The only downside to owning the stock is that Shopify isn't profitable, as the company aggressively plows cash back into the business to grow revenue. That can make for some wild swings in share price, especially if the company even slightly misses the lofty expectations investors have grown to harbor. Nevertheless, this digital-first business promoter is enjoying massive success and should continue to as the world relies more heavily on the internet in the decades ahead.
An insurmountable head start in robotic surgery
Brian Stoffel (Intuitive Surgical): The very first da Vinci robotic surgical system was rolled out in 2000. Since then, more than 5 million operations have been performed using da Vincis. There are more than 4,400 machines installed globally and more than 43,000 surgeons trained on the platform.
Normally, I'm not one to believe that "first mover" status is enough to make a company a long-term winner. But with Intuitive Surgical, I'm willing to make an exception. Here's why: The company benefits from two enormous moats as a result of this decade-long head start, and they are only getting stronger.

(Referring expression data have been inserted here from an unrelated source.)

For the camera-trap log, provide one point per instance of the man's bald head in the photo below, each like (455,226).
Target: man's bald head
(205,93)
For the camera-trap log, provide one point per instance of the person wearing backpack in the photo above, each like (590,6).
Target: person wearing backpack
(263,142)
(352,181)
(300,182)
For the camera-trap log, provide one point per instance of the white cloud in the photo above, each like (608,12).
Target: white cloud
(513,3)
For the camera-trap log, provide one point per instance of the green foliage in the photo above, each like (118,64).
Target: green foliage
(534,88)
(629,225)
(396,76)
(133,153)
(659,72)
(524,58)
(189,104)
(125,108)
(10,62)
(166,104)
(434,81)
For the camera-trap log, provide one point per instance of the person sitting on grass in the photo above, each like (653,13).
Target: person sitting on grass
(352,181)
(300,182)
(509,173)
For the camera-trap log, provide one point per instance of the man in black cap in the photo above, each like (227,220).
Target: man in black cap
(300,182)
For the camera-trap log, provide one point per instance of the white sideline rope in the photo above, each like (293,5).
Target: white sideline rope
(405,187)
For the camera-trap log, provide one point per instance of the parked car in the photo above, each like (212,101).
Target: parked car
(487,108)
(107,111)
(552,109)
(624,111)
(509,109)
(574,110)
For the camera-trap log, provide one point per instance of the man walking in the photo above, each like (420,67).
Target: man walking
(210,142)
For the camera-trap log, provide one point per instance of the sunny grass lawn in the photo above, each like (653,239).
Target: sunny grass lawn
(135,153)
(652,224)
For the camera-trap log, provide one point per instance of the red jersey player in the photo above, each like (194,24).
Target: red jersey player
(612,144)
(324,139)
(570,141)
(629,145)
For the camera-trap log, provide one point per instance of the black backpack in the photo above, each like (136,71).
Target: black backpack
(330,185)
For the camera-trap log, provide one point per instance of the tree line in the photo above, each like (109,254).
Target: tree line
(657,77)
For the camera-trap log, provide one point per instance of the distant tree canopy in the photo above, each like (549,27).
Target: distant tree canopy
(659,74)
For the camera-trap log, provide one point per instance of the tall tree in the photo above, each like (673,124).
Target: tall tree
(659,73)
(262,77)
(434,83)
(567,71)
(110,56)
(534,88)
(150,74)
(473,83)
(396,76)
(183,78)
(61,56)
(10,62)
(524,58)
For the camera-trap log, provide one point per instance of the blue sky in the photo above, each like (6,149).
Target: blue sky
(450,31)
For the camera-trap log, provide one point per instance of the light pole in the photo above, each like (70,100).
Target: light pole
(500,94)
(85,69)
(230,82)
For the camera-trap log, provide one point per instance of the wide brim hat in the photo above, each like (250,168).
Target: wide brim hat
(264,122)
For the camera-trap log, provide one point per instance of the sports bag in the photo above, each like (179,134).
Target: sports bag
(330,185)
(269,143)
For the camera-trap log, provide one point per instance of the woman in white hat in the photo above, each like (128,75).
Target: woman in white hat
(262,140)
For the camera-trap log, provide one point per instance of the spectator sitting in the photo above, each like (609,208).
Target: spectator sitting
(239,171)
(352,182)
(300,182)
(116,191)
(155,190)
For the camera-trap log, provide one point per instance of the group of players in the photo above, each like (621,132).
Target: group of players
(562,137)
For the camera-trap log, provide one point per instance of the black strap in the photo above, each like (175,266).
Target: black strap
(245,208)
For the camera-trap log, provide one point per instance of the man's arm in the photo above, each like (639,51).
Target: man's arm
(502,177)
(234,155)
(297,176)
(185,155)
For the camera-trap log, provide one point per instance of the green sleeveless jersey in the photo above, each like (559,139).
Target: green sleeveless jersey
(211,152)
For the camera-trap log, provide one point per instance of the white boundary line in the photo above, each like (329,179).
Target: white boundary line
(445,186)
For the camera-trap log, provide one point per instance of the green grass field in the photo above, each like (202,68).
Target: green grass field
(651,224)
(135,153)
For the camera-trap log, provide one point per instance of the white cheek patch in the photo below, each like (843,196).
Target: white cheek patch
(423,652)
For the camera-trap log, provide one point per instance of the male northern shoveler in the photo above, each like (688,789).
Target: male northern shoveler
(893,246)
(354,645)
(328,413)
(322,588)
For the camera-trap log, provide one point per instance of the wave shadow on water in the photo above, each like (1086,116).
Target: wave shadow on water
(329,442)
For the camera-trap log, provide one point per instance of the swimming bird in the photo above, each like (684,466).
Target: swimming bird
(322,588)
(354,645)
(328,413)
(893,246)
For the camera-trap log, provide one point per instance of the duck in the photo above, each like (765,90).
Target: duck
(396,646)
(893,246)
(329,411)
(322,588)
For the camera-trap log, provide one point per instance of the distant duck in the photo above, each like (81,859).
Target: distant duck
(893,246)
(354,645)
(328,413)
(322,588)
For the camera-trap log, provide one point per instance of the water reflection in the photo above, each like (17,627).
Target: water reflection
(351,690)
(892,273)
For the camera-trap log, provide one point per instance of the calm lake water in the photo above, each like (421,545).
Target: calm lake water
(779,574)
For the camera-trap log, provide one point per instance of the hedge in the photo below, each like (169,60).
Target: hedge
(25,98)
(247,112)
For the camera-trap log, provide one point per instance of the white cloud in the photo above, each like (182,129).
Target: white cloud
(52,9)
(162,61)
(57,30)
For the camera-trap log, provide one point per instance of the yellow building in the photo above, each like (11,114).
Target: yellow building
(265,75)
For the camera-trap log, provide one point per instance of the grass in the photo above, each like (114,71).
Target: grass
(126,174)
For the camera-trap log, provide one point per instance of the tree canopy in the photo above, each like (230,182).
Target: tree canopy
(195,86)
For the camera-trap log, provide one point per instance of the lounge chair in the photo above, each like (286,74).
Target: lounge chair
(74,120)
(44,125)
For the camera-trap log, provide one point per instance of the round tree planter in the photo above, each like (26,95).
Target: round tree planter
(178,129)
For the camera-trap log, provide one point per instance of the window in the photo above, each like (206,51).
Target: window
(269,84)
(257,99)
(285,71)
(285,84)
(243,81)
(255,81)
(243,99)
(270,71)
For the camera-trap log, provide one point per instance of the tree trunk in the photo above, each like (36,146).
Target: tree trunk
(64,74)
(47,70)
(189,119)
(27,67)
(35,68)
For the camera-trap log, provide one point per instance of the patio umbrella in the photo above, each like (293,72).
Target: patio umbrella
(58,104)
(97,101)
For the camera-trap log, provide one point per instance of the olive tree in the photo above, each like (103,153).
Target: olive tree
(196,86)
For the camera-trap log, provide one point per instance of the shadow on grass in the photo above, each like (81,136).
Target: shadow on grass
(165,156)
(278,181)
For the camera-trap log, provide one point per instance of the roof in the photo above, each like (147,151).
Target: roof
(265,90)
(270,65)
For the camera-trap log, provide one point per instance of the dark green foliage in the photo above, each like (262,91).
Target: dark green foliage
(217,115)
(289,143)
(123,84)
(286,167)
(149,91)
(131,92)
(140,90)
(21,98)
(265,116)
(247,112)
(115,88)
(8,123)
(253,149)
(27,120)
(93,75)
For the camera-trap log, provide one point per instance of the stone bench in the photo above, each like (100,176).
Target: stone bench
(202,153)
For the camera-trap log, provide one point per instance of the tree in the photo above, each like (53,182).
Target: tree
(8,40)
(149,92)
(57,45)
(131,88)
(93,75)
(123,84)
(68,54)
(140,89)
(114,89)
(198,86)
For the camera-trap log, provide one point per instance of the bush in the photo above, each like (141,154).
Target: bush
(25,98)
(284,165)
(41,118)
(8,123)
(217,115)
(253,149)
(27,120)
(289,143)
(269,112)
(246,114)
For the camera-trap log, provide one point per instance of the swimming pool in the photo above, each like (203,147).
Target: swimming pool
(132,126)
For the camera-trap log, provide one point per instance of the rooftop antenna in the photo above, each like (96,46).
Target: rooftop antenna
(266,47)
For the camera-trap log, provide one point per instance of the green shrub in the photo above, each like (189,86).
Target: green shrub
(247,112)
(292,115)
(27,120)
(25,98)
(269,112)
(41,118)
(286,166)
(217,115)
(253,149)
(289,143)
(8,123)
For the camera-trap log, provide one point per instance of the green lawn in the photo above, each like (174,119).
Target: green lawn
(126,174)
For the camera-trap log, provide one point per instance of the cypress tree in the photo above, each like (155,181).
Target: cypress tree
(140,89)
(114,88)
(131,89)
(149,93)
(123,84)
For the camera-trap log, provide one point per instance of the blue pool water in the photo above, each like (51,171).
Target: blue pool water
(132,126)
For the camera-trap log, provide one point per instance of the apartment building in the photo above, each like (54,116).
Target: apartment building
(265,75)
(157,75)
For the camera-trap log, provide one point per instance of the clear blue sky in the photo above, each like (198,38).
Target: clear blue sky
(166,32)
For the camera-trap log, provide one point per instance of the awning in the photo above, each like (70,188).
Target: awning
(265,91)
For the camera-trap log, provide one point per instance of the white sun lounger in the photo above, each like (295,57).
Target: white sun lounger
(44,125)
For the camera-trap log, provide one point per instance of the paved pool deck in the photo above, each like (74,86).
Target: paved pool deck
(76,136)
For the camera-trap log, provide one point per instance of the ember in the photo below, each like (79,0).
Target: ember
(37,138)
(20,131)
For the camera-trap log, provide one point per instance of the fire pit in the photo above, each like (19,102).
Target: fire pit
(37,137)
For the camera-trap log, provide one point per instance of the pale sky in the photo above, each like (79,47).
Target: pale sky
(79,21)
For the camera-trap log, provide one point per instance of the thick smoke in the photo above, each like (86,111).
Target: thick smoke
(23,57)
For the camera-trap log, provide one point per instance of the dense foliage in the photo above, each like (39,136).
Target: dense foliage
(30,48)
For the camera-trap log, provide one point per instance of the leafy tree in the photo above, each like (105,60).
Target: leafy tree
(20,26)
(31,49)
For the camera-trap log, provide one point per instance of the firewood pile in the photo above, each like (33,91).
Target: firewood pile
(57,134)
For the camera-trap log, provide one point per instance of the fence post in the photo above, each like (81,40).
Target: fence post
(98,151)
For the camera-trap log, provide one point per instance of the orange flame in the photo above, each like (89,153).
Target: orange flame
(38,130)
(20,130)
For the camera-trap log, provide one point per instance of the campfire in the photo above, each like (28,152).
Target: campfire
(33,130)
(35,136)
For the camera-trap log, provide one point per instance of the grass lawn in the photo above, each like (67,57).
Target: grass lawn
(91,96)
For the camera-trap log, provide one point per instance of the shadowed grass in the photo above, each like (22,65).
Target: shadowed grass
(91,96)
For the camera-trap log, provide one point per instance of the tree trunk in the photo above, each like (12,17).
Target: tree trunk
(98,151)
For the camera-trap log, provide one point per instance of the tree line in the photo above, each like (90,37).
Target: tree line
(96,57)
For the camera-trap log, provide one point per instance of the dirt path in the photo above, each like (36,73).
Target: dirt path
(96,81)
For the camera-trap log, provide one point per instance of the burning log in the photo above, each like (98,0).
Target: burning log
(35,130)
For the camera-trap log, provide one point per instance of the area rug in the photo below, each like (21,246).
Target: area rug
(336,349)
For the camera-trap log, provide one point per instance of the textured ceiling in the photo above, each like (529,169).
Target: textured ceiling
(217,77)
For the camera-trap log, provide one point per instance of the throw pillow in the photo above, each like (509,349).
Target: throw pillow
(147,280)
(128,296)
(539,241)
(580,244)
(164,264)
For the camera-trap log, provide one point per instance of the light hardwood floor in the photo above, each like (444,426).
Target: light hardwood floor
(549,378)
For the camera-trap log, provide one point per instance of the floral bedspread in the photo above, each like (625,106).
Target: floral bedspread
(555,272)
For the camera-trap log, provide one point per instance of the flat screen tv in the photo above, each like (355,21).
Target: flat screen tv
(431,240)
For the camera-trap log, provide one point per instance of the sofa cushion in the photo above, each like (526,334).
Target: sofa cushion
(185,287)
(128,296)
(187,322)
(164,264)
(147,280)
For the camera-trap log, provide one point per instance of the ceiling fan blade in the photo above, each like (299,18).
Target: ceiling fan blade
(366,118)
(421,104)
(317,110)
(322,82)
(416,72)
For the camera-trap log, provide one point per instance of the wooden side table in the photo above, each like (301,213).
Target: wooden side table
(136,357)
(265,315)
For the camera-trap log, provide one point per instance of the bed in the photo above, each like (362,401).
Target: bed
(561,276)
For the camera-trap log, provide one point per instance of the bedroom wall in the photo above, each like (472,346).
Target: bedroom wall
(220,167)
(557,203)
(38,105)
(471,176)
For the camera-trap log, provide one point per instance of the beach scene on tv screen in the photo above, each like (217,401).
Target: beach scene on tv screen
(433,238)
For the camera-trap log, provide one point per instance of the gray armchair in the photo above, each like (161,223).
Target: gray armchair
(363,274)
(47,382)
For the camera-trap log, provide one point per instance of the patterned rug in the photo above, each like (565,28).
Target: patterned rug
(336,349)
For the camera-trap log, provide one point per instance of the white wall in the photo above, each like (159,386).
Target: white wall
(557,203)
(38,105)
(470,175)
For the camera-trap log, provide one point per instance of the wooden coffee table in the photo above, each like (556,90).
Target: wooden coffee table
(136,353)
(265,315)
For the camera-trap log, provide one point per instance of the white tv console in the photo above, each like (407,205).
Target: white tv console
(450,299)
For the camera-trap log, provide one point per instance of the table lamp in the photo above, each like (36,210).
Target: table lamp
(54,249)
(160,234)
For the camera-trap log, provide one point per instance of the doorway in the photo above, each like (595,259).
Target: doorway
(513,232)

The first moat comes from high switching costs. Hospitals have to pay more than $1 million to get the most recent da Vinci models. That kind of investment alone means the hospitals are incentivized to use the machines to recoup their costs. But I see a future in which Intuitive may go toward a usage-based -- instead of one-off-purchase -- model.
Even then, however, we need to remember that more than 43,000 doctors have spent their professional lives training on da Vincis. They aren't going to abandon the platform after so much time devoted to a system that's clearly working for them.
The second moat comes from a sneaky network effect: With each additional doctor and patient using da Vinci, the company's value grows incrementally. That's because these doctors tinker with using the machines on ever more procedures. Over time, that increases Intuitive's utility to patients, doctors...and shareholders. This has already proven out: five years ago, hernia repairs weren't on investors' radar; today, they are leading growth for the company.
Combine these two forces, and I think we've got a market-beating stock for decades to come.
The king of search, advertising, and...moonshots?
Jamal Carnette, CFA (Alphabet): Despite negative headlines, Alphabet continues to dominate its primary business of digital marketing. According to eMarketer, Alphabet and Facebook control approximately 55% of the U.S. digital advertising market, which is expected to grow approximately 20% this year. This industry will continue to grow at a rapid clip as brands shift from print and television advertising, directly benefiting Alphabet.
Still, Alphabet shares are down 2% this year on fears of increased government regulation, but that's a simplistic and myopic viewpoint. Regulation often has an upside for incumbent market leaders because it discourages new entrants, which typically lack the capital to comply. It's likely regulation would benefit Alphabet in the long run.
The reason Alphabet is a decade-long buy, however, has more to do with the company's secretive X technology lab. Here, Alphabet houses its high-risk, high-reward "moonshot" projects with long runways for growth. Recent results show these projects are bearing fruit, with three of them -- Loon, Wing, and Malta -- well on their way to becoming independent businesses. Alphabet is well situated to grow in the short term through the expansion in digital advertising and in the long term via its Alphabet X technology breakthroughs.